Minimalism can also be found in the wonderful Tuts+ instructor newsletter. It uses a fixed-width layout and solid colors matching the brand. Not too commodious with the logo but plenty of room left for content.

Remember that when people are in a hurry, less is more. If possible trim down the newsletter copy and emphasize areas that require the most attention. A great newsletter design should be skimmable and readable to support people who are in a hurry, and those who aren’t.
Minimalism often works best for small newsletters but recognizable companies can garner attention by milking their brand with a more decorative style.
Pronounced Graphics
This may seem like a contradiction to the previous section on minimalism – and in some ways it is. But the addition of custom graphics can spruce up an interface when used tastefully. This means it’s real easy to add too many graphics and get too flashy with a design that’d look better simplified.
Learn to assess when a newsletter could work best with minimalism and when it could benefit from a custom design style. Each project will have different needs and as a designer you’ll want to become sensitive to these needs.
Pronounced graphics are meant to emphasize the content and/or the branding. They can also be used to break up blocks of text & add rhythm to the layout. Random graphics that add no value are just clutter and should be removed.

I really like the Panic newsletter for its use of exaggerated graphics and bright colors. The design features horizontal sections and icons floating near paragraphs. At the very top you’ll notice a subtle striped pattern kinda like a sideways barber pole.
This newsletter does have a lot of graphics but they seem to blend into the zany style rather than detract from it. Take note that Panic’s newsletter design wouldn’t be a great fit for Calvin Klein or P.F. Chang’s.
The best newsletters are designed around the content & the company itself.

Artist is another visually-enhanced template made for creatives and creative products.

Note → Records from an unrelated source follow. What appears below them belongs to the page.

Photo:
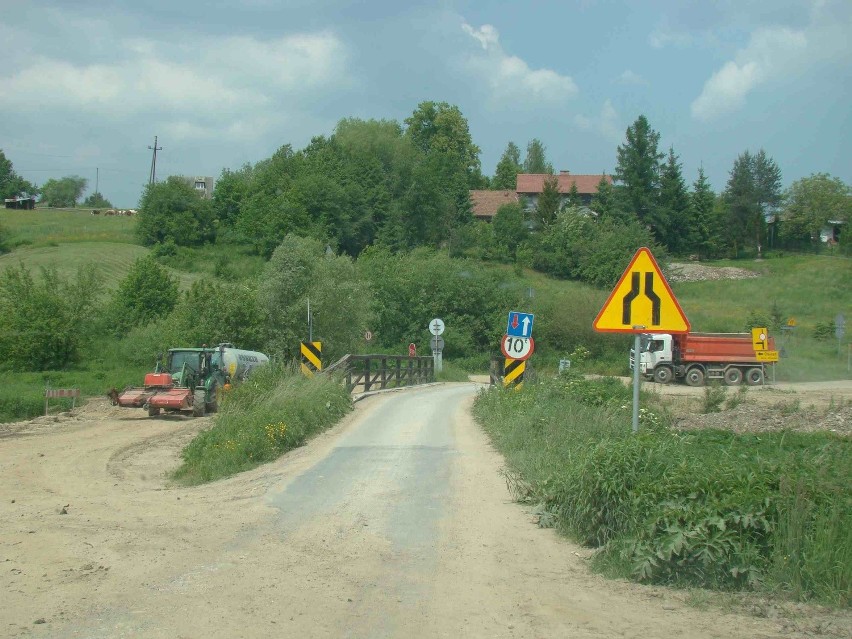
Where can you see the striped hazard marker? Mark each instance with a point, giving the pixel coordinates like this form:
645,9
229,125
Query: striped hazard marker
311,358
513,373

The newsletter uses a hand drawn style with sketch marks outlining boxes, blockquotes, and even buttons.
Bold graphics and styles aren’t the norm for newsletters, but they are popular with companies that can make the best of such designs.
Well-Defined Hyperlinks
Some newsletters are primarily informational where subscribers are expected to read and move on. But most newsletters also want to drive traffic back to their website. The latter is achieved, assumptively, through links.
But a newsletter with too many links can feel off-putting. A balance should be achieved by adding links to text and photos/icons. This way the whole newsletter doesn’t feel like a big clickable advertisement.

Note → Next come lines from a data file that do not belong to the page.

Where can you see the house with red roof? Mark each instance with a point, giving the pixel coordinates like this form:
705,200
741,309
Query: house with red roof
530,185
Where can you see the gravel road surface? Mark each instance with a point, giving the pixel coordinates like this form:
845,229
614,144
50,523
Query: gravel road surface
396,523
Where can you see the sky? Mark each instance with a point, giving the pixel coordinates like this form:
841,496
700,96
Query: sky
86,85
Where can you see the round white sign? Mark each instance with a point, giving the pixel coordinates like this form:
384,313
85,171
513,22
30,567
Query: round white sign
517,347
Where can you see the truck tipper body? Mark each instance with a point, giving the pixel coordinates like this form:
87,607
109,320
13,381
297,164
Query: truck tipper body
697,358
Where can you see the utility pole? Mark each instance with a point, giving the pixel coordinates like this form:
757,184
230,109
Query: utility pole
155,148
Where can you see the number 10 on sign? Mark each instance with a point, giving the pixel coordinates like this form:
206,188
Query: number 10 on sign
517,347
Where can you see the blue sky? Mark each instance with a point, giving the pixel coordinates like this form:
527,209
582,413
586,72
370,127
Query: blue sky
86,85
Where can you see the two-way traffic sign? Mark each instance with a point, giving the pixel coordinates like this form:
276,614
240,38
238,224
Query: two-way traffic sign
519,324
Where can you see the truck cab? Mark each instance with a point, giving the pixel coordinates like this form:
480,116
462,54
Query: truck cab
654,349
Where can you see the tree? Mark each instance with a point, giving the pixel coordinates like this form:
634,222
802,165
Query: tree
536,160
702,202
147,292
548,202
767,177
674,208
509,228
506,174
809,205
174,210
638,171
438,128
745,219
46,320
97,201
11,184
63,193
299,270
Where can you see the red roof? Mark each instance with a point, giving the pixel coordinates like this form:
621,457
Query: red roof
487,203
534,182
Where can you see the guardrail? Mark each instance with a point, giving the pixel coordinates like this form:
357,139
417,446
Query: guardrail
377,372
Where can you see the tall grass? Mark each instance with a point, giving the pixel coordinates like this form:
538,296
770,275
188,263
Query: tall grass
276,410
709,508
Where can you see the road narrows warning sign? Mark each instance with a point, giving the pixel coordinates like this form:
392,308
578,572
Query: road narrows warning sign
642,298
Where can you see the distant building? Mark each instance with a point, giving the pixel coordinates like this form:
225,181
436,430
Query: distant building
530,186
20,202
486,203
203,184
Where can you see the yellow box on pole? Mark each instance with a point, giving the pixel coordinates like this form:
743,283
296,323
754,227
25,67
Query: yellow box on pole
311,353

An older example by Smashing Magazine takes this principle to the next level. Their design uses many clickable areas from links, banners, icons, and buttons. They even use 2 different colors for links found in different areas of the newsletter.
This strategy is phenomenal because it breaks up the design without feeling dissonant or fractured. Important links have an increased text size and may even appear bold within a paragraph.
Let’s also take a look at the Dribbble newsletter, which is designed a bit softer.

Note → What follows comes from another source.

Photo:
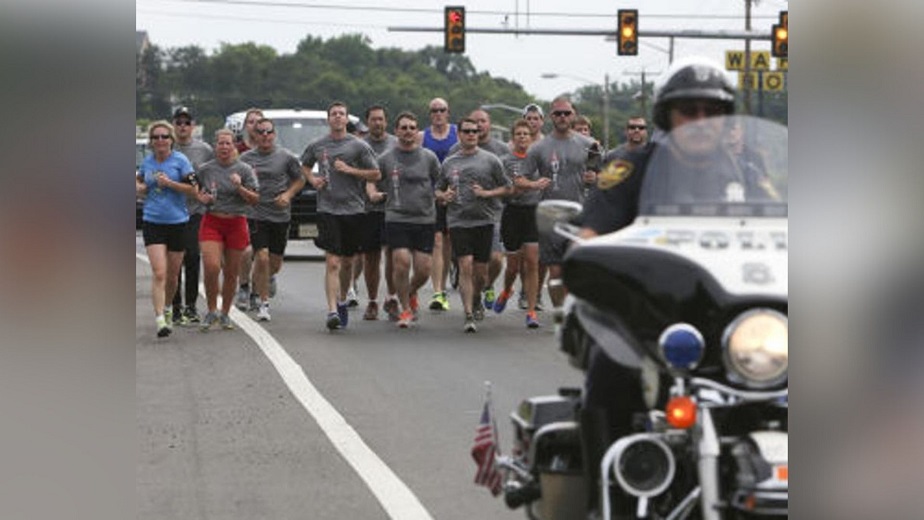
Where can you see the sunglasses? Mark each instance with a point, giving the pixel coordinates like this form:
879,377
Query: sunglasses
692,108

You’ll find a lot of colors in this design but not all of them are links. For this design color is meant to distinguish certain text from other text in the newsletter. Pink and dark grey are used for emphasis while blue is used for links.
Looking over this design you may feel a bit more at-ease with link exposure. It has far fewer text links but instead attaches links to thumbnails.
It doesn’t really matter how you add links into a newsletter as long as they fit. Remember that each project has different needs and you’ll want to adapt to fit those needs by whatever means necessary (within reason, of course).
Compared to website layouts, few designers are tasked with creating newsletters because they just aren’t needed for every project. But when it comes time to build a newsletter you’ll want to provide the best quality possible.
These trends should help you put content first and build newsletters best-suited for the modern era of inbox design.